The United States has said unarmed UN observers should not remain in Syria beyond an Aug 19 deadline, but that it is willing to consider an alternative UN presence in the country.
But in a meeting with US Under Secretary of State Wendy Sherman, Russian Deputy Foreign Minister Gennady Gatilov emphasised “the need to maintain the UN presence in Syria,” the Foreign Ministry said in a statement.
Gatilov “underscored that the exit of the United Nations from Syria in the current situation would have serious negative consequences not only for the country, but for the whole region,” it said. It made no specific mention of observers.
In April, the UN Security Council approved the deployment of 300 monitors to observe a failed ceasefire as part of a UN-backed peace plan, but Russia and China have vetoed three other resolutions criticising Damascus and threatening sanctions.
The number of observers was halved last month when the Security Council renewed the mission, known as UNSMIS, for 30 days.
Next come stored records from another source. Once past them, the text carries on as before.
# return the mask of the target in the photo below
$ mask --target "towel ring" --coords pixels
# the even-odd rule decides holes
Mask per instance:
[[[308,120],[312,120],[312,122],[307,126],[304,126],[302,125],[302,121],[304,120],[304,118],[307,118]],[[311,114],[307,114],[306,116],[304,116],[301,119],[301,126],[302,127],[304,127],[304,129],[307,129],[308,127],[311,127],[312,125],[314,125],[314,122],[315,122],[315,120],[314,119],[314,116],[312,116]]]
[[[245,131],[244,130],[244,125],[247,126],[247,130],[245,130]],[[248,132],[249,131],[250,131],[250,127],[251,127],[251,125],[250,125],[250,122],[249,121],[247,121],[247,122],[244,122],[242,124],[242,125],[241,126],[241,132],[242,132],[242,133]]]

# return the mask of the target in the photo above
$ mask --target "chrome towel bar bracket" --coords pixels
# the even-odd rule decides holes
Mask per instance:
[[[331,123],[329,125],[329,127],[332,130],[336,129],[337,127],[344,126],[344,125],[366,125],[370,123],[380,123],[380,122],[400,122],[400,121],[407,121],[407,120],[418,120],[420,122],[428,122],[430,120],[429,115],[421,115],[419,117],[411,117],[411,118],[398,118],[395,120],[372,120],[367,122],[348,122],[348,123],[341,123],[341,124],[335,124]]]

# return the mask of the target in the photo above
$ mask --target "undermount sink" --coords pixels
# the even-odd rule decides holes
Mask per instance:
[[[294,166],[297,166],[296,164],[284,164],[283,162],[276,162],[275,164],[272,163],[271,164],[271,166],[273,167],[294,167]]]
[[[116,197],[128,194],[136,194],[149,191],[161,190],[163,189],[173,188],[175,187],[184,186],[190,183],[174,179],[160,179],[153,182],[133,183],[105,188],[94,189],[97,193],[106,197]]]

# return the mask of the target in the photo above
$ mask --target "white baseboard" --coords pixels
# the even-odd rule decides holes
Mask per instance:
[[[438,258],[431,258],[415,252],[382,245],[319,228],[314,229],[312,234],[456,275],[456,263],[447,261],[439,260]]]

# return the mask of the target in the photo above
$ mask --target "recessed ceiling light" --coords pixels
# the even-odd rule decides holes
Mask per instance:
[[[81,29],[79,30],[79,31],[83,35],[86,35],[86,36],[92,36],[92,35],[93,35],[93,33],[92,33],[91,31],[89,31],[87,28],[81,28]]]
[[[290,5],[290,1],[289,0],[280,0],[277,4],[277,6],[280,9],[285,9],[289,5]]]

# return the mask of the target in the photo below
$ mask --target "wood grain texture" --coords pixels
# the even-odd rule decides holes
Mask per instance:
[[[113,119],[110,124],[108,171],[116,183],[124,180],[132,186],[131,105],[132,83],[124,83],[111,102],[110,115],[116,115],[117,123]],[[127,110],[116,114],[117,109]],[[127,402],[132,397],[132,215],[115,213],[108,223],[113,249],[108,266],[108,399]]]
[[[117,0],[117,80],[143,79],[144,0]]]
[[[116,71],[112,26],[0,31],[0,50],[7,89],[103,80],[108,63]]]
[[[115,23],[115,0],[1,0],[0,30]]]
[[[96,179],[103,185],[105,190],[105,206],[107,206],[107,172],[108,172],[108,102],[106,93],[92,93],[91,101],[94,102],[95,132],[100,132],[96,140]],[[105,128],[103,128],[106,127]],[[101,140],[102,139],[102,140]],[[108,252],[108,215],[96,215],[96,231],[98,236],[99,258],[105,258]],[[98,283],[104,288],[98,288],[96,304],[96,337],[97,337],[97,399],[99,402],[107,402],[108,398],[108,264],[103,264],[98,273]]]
The emphasis was also switched from unarmed observers monitoring a nonexistent truce to some 100 civilian staff pursuing a political solution and monitoring rights abuses.
The US envoy to the United Nations, Susan Rice, said last week that there was no point renewing the monitors’ mandate again because there was no ceasefire for them to observe.
Western nations blame Syria’s government for most of the violence and say Russia should put more pressure on Assad, while Moscow accuses the West of encouraging his opponents and says the United States, Europe and Arab states should do more to persuade rebels to stop fighting.